Years of political violence plagued the South American nation, breeding instability and economic hardship that forced many Peruvians to emigrate northward.
Many of those who chose to stick around found themselves attending a lot of going-away parties.
Though Victor's family was lucky enough to leave, a series of hardships awaited him as he worked to get a public education as an undocumented immigrant in the United States.
One weekend last year, Victor went home to Pasadena, Calif., for his weekly visit from UCLA.
His mother had already left for her housekeeping job at 6 a.m., and his father was getting ready for work.
Victor and his 11-year-old little brother were still sleeping when two Immigration and Customs Enforcement officers knocked on their door.
They had come to take Victor's father, an undocumented immigrant.
Victor was shocked at the sudden change of reality.
"My little brother was crying, and I cried, and my dad (was) crying.

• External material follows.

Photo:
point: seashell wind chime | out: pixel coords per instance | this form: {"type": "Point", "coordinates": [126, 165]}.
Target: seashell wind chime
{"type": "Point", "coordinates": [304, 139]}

It was hopeless. It was a disaster," Victor said.
It was a nervous feeling he had never felt before, he said, and a curious weight of responsibility fell upon him when he saw his little brother crying.
The sudden disruption shook their lives to the core.
Victor tried to keep busy by staying focused in school.
But seeing his mother waiting by the phone and crying every night was hard to deal with.
"Seventeen years of us being here, and they take my dad away?" Victor said. "What about all the taxes that he has paid? Is that just going to go to waste?"
While the fear always lingered in the back of his head, Victor said he never thought his family would be separated.
The fear lessened with each year in the U.S. So when Victor's father was deported after 17 years of working and raising a family here, the shock was unbearable.
The event seriously complicated Victor's life as a student. As an undocumented immigrant, he was already barred from receiving financial aid, but with the detainment of his father, Victor was forced to take over family responsibilities.
He had to commute home every day to make sure that his mother wasn't too stressed out and his little brother had someone to talk to. He also had his own schoolwork to think about.
His father's gardening business came under Victor's supervision as well.
"I never had so much responsibility before, but for it to come all at once -- that's difficult," he said.
He had trouble juggling it all.
During classes he would get calls from customers with complaints.
They would need help, for example, fixing faulty sprinkler timers. The problem was that Victor didn't quite know how to fix sprinklers or set their timers. The business was still a mystery to him.
So Victor had to learn.
"I had to do the bills ... every month," Victor said. "That affected me in school a lot. And I ended up dropping out of class at the end of the quarter."
Victor said he even considered dropping out of school completely so he could devote all his attention to his father's gardening business. But his mother talked him out of it.
His parents, he said, sacrificed too much for him to get an education.
"I couldn't let them down," he said, adding that he hopes to use his education to change what he views as unjust treatment of undocumented immigrants.
It has been almost six months now since his father's deportation, and Victor says life is finally beginning to sttle down.
His mother and little brother, however, will soon be moving to Peru to reunite with his father. Victor, who still has a year to complete at UCLA, is staying.
"It's calmer than before, but it's still not the way things are supposed to be."